HOW WAS IT TO BE DIRECTED BY FRANCO ZEFFIRELLI?
It was out of sight. He was unbelievable, irrepressible, totally spontaneous, and willful. Our script writer was Angela Allen. Allen is very well known and has a huge history. She was John Houston’s script supervisor for years. She did African Queen and many other major movies and she was very English and of course the director was so Italian and she’d say, “But, Franco, you don’t have the shot! You don’t have the shot!” Her accent was so thick that you could hardly understand her. And Zeffirelli would respond, “I don’t want to hear! I don’t want to hear!”.  He didn’t care if he had the shot or not. He was just so alive and in the moment. We were shooting at the Uffizi and the Fascist police were supposed to be there throwing the canvases and teacups of the older English women out the window and they had no barriers to protect pedestrians below!  You know typically on movie sets they clear the way for people down below- but not in this case. And yet, despite this, the director would go and throw everything out the window with great abandon!

WE’RE LOOKING FORWARD TO YOUR VISIT TO THE MUSIC HALL IN NOVEMBER. WILL THIS BE YOUR FIRST TIME IN PORTSMOUTH?

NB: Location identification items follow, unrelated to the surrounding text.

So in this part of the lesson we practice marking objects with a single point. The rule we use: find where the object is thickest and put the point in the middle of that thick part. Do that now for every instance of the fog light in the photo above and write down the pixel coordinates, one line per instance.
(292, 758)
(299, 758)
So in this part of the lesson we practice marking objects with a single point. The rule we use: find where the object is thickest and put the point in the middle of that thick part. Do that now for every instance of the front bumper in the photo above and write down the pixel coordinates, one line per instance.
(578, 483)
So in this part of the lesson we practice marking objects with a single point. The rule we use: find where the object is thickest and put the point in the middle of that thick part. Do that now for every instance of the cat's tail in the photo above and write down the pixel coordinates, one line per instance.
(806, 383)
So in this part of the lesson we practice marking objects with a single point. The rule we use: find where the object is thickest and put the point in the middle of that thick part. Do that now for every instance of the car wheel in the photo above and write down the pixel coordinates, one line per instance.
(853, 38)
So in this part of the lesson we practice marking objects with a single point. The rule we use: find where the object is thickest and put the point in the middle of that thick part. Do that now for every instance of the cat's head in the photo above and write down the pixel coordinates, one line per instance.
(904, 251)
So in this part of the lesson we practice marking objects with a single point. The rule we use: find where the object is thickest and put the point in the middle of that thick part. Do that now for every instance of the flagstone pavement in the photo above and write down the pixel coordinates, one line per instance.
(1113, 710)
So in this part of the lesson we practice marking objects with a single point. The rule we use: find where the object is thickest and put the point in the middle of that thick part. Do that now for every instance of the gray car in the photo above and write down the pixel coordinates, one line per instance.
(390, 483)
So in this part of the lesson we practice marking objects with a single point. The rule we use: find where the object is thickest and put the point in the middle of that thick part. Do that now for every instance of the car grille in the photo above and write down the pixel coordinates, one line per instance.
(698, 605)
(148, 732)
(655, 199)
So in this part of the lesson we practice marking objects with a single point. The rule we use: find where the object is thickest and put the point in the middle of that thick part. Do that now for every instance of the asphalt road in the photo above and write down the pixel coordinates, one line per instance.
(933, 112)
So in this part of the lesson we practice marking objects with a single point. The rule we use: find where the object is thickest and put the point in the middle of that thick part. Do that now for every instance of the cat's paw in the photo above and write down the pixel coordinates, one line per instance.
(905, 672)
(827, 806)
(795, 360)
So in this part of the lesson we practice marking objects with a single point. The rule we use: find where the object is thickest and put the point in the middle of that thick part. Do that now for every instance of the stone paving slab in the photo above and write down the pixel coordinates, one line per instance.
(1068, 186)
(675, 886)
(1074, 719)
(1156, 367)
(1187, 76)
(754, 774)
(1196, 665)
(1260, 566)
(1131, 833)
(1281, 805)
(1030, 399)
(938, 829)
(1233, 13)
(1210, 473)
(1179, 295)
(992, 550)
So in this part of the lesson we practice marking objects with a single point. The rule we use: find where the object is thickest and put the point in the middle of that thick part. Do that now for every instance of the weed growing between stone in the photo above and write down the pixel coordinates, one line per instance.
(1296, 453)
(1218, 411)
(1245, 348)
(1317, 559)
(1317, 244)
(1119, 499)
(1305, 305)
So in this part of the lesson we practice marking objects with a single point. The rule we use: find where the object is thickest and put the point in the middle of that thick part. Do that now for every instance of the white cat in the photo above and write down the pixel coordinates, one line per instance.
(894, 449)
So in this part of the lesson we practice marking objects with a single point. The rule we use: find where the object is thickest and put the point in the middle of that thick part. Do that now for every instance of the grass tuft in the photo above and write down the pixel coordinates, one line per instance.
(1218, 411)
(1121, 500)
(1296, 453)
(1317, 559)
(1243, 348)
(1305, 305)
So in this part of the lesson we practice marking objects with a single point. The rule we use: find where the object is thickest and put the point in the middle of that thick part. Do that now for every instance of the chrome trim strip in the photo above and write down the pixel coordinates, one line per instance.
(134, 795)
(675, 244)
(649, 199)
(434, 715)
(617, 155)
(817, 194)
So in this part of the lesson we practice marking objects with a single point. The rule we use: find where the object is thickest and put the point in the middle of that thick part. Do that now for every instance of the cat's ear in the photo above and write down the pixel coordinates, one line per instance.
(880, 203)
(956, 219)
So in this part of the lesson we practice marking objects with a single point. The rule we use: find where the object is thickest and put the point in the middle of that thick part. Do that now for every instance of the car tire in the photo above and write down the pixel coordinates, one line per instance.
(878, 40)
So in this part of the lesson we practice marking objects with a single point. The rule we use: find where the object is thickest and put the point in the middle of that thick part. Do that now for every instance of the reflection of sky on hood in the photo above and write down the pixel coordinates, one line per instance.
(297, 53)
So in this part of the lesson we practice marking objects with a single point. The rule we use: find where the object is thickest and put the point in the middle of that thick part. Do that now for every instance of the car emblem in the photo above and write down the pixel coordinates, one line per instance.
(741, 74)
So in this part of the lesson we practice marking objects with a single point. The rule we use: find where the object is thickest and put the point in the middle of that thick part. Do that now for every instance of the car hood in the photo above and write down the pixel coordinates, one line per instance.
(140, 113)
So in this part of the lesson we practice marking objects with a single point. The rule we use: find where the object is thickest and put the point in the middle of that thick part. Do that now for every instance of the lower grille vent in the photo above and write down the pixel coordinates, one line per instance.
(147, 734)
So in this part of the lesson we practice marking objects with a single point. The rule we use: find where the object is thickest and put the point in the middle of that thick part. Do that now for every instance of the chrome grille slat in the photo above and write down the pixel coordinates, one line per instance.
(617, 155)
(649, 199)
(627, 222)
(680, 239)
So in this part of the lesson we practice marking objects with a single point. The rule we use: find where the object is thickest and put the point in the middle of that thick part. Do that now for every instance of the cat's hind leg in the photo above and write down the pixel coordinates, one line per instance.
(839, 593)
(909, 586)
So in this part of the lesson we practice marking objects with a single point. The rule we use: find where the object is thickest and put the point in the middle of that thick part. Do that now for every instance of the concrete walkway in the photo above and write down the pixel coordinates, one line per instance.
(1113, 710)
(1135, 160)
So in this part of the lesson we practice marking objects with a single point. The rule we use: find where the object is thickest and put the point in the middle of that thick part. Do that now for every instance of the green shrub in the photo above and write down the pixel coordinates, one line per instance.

I’ve been to New Hampshire many times in the past: I attended a fundraiser for Senator Jeanne Shaheen in Concord where I was performing several years ago.  I’ve never played Portsmouth but I had friends who lived there for years and I visited them several times.  I especially remember the Children’s Museum and the giant witch puppet—and being surprised that Colonial Williamsburg is a reproduction of the authentic colonial era homes in Strawberry Banke.  And how can you not love a waterfront like you have in Portsmouth. Or Prescott Park!